En La Greta también había leyes claras: a los clientes se les atendía desde las afueras del local, a través de una ventanilla de hierro. Debían de hacer cola, con distancia de un metro entre cada persona. Nadie podía estar sin guantes ni tapabocas dentro del local. Pero el contacto con los clientes es muy difícil de evitar, sobre todo, al momento del pago.


Un acto tan sencillo como pasar una tarjeta de débito, era cuidadosamente medido.

“Cuando nos daban las tarjetas teníamos que rociarnos antibacterial, no me quitaba los guantes. El calor, la presión. En cualquier momento me podía contagiar”.

Para Nubia contagiarse y pasar la enfermedad a sus hijas era aterrador.

“Simplemente todo era más peligroso los primeros días. El miedo siempre estaba presente. Era horrible estar a merced del virus”, sostuvo.

Catia es una de las pocas zonas de Caracas donde la afluencia de personas no mermó completamente. Si bien, las primeras dos semanas, la cuarentena radical obligó a cientos de habitantes a permanecer encerrados, miles tenían que salir a trabajar, como Nubia.

Necesitaba terapia

Nubia no estaba triste sino preocupada. Asegura que ella no necesitaba una terapia psicológica, pero su hija sí, porque el encierro afectó su desempeño escolar.

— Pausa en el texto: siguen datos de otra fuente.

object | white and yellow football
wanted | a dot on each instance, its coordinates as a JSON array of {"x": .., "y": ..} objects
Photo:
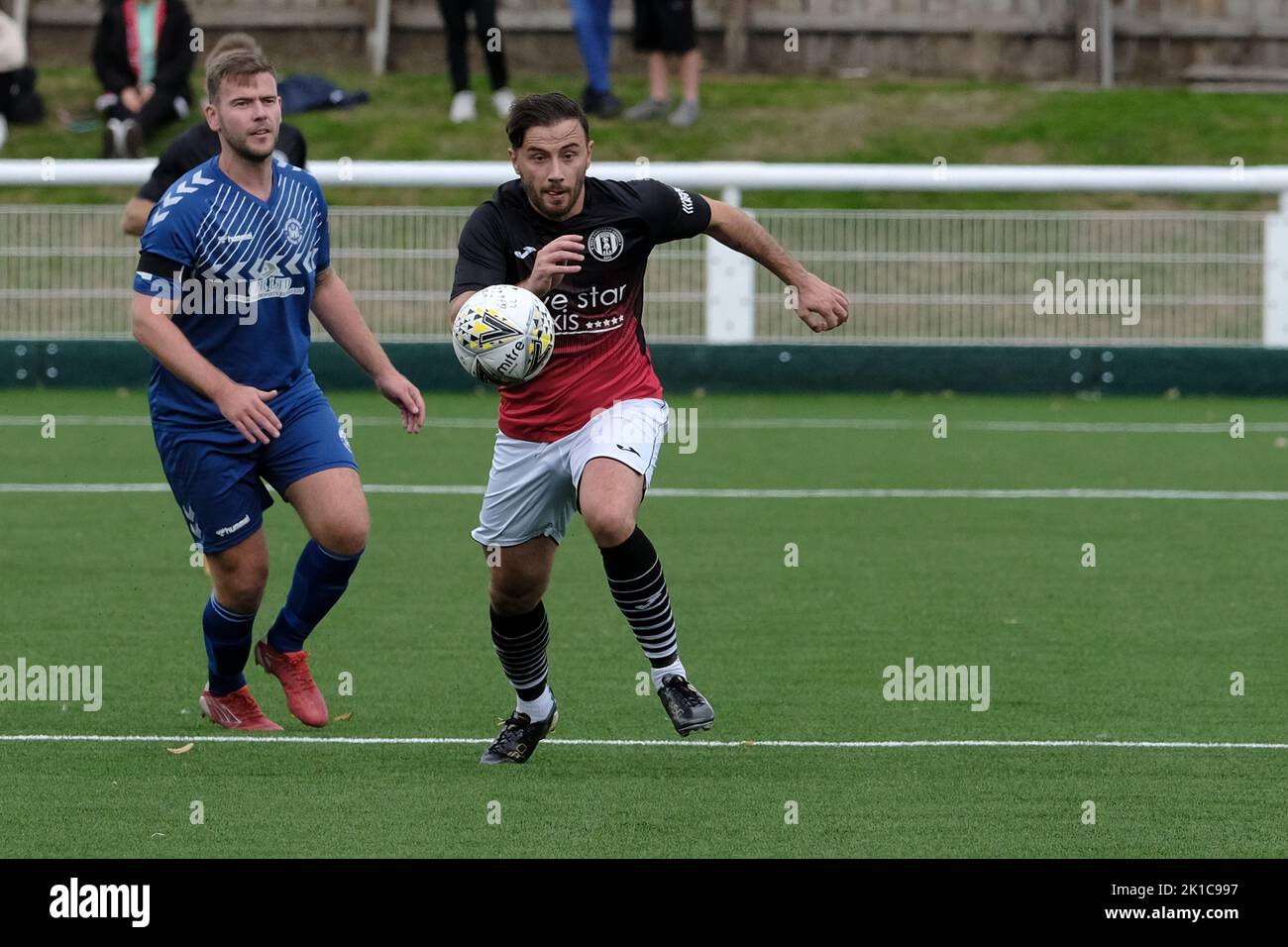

“Hubo un momento que me dijo: mamá no quiero estudiar más, no entiendo nada; no me puedo concentrar. Eso me dolió mucho. Al instante busqué ayuda con las maestras y un psicólogo que la comenzó a tratar para ver qué le pasaba”, relata.

La terapeuta le recomendó a Nubia que se llenara de paciencia y mantuviera a su hija activa con actividades o pasatiempos.

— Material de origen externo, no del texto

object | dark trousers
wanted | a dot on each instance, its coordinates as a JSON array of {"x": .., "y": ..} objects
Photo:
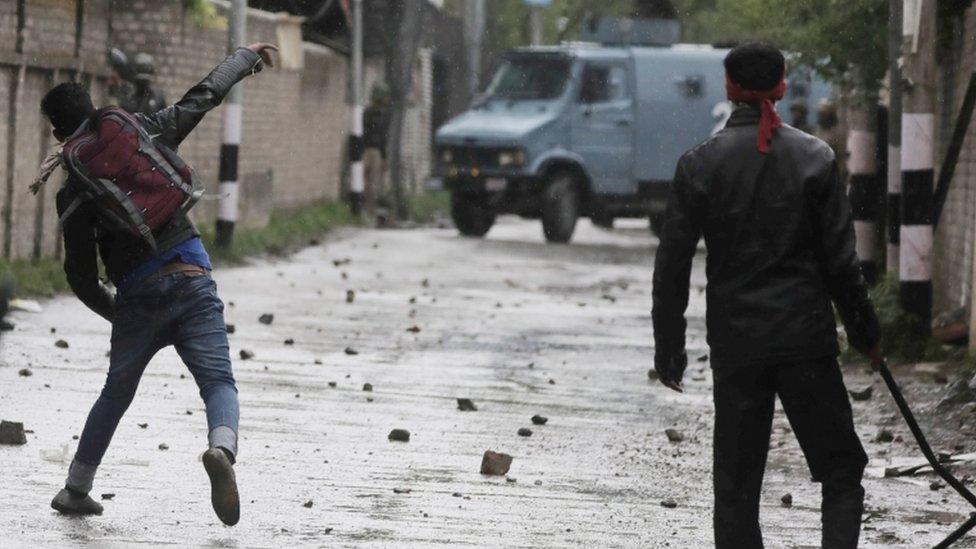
[{"x": 815, "y": 401}]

“Ella comenzó después a ver cursos de dibujo. Inició un negocio por Instagram de creación de arreglos con cartulina. Ya tiene unos cuantos meses; de verdad que ayudó mucho a no sentirse encerrada y sola, por no tener contacto con la gente”.

Volver a viajar

La preocupación por la pandemia del COVID-19 aún está presente en ella. Las restricciones de movilidad, sumada al aumento de los costos de la gasolina en el país, imposibilitan su hobby: viajar.

 

Quisiera volver a recorrer los caminos junto a sus hijas y su pareja, pero el COVID-19 no solo puso en pausa los planes durante los meses de restricciones.

“Me gusta mucho viajar. Pero con los problemas de la gasolina ¿cómo se hace?”, se pregunta, mientras intenta mantener una rutina. “Tal vez el cambio más positivo fue que mi familia se unió en estos momentos tan oscuros. La convivencia fue dura, no lo niego, pero ahora estamos más cerca”, dice.

A tres meses de iniciada la pandemia, uno de sus familiares enfermó de COVID-19. La enfermedad fue implacable. “Fue muy duro. Comprar los tratamientos, el oxígeno, los gastos”,  pero entre todos los familiares costearon los gastos. Siendo enfermera, no tenían un seguro médico que los respaldara.

 

Nubia sigue en La Greta. Va todos los días para cumplir con su trabajo. Agradece que aún puede asistir, mantener a su hija, ayudar a su familia, pero no quiere sumarse a las cifras de contagiados. “Aún tengo miedo y preocupación por lo que pase, pero sigo en La Greta. Es curioso, nunca cerramos, ni un solo día”.